The number of discharges to external facilities from the sum total of discharges is output here. These are discharges of the discharge type Discharge into ext. hospital.

  • Cases with pre-adm. treatment only
This is the number of cases that despite pre-admission treatment do not have an inpatient admission. In the IS-H System these are outpatient cases or inpatient cases with planned admission with at least one visit of the visit type pre-admission visit. This row also includes cases whose inpatient admission occurs outside of the statistical evaluation period, but whose pre-admission visit occurs inside the period (e.g. visit in old year, inpatient admission in new year).

  • Inpatient cases w/o flat rate per case
The inpatient cases in the budget patient area are calculated as follows:

Admissions + Discharges
------------------------
2

Admissions and discharges (within the max. LOS) of flat rate patients are not taken into account here. Admissions, which are counted owing to the maximum length of stay (max. LOS) of a flat rate per case patient being reached, are included in this row.

  • including: short-stay patients

Short-stay patients are patients who are hospitalized for up to and including three billing days. Here the relevant billing days are those of the complete stay and not those within the evaluation period or comparison period.

  • including those with pre-adm. treatm.

The number of inpatient cases with pre-admission treatment are output separately here. In the IS-H System, a pre-admission treatment is determined by an inpatient case having at least one visit of the visit type pre-admission treatment.

  • including those with post-dis. treatm.
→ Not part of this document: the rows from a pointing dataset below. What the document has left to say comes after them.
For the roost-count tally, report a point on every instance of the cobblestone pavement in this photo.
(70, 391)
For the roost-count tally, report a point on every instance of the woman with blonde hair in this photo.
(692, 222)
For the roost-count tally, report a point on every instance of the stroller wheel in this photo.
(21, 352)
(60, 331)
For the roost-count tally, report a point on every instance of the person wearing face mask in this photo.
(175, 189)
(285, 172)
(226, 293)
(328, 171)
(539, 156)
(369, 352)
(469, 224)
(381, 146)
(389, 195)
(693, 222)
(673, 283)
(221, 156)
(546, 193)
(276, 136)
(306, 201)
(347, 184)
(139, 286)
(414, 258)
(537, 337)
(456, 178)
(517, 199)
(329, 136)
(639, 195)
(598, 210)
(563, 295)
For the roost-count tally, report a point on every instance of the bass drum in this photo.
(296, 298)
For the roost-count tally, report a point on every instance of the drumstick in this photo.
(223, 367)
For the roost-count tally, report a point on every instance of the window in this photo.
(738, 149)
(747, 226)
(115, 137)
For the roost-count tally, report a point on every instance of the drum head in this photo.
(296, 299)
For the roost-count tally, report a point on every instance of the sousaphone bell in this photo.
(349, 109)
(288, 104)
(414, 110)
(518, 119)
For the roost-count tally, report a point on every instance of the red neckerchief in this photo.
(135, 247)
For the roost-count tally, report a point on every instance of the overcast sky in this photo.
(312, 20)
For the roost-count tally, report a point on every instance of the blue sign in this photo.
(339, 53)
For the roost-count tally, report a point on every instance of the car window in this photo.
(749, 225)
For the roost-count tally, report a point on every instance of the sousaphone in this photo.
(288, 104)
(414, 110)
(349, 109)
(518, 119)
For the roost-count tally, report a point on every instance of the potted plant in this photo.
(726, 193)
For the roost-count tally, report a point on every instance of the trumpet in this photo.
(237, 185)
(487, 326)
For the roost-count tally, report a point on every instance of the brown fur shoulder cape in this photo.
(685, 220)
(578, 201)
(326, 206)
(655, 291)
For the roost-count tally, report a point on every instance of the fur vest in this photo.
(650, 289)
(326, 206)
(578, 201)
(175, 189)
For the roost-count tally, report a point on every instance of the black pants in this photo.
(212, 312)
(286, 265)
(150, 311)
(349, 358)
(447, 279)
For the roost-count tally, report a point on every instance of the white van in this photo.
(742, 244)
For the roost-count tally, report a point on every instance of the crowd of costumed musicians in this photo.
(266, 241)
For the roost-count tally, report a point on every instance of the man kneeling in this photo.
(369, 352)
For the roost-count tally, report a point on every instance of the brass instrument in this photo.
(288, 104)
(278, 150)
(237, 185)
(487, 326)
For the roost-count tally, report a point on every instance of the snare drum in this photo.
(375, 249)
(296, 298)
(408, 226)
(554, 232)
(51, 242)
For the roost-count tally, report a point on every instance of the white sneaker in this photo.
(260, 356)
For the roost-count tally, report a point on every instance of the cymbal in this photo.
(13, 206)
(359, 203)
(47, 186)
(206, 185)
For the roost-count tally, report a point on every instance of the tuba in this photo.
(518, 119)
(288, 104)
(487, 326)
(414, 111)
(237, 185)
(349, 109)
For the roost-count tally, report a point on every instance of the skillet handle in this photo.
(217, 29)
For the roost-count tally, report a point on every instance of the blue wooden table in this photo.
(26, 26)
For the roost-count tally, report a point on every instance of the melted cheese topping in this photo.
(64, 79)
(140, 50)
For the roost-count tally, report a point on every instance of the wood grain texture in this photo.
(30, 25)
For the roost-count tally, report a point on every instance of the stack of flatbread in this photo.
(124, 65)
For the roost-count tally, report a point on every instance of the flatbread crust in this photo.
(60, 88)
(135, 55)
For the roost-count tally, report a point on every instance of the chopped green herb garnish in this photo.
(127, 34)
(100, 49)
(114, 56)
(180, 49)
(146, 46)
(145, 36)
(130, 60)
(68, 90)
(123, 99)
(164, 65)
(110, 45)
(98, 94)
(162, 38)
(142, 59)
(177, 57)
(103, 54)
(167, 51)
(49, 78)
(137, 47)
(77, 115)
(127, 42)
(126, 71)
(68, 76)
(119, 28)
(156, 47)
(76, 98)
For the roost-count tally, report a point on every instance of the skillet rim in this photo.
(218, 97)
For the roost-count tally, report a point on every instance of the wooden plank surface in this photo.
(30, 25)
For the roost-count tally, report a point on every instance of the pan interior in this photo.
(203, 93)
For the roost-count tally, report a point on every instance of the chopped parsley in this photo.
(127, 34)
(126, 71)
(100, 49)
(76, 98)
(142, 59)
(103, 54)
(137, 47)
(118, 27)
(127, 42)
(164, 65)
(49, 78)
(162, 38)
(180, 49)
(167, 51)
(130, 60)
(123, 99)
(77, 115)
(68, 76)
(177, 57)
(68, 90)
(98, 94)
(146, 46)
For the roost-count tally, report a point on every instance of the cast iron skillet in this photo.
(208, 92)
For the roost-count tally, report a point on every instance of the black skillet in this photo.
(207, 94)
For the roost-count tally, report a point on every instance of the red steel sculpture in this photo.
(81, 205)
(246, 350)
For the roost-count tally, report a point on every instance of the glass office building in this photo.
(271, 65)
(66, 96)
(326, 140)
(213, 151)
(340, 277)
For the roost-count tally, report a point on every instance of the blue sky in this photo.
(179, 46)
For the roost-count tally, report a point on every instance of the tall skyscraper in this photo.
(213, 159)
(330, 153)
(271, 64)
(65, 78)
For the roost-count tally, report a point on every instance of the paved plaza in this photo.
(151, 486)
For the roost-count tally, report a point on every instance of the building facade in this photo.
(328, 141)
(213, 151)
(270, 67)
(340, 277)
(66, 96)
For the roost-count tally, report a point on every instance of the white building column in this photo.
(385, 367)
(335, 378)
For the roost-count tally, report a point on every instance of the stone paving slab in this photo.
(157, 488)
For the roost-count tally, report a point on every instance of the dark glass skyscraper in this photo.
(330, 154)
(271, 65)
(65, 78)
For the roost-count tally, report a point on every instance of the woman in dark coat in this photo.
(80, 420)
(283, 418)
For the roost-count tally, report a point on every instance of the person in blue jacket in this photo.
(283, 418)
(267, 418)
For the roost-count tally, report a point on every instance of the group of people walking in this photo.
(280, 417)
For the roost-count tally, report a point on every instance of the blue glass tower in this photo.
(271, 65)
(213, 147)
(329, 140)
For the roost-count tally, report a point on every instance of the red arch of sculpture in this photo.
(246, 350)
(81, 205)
The number of inpatient cases with post-discharge treatment are output separately here. In the IS-H System, a post-discharge case is determined by an inpatient case having at least a visit of the visit type post-discharge treatment.

  • incld. those with day patient treatm. (5th amendment)

The number of inpatient cases with additional day patient treatment are output separately here. In the IS-H System, an additional day patient treatment is determined by the inpatient case being assigned to a day patient case (case-to-case assignment with internal function 6 (parallel day patient case).

  • Day patient cases w/o FR
The day patient cases are calculated as follows:

Day patient admissions + day patient discharges
------------------------------------------------------
2

Day patient admissions and discharges here also include a day patient stay that extends from one quarter into the next, where the discharge at the end of one quarter (e.g. 06/30) and the admission at the start of the next quarter (07/01) is counted.
Day patient cases that are assigned to an inpatient case using a case-to-case assignment with the internal function 6 (parallel day patient case) are not counted here.

  • Cases with flat rates per case
The number of cases of flat rate patients is calculated as follows:

Admissions + discharges
------------------------
2

Only the admissions and discharges (within the max. LOS) of flat rate patients are taken into account here (patients with a service of the charge type flat rate per case (30)). Discharges that are counted as the result of the maximum length of stay (max. LOS) of a flat rate patient being exceeded are not included in this row.

  • incld. max. length of stay exceeded (5th amendment)

If a patient reaches the maximum length of stay covered by the flat rate a case is counted in this row. As of the day when the max. LOS is reached, the billing days are included in the Days not covered by flat rate per case row. However, there is no additional budget case.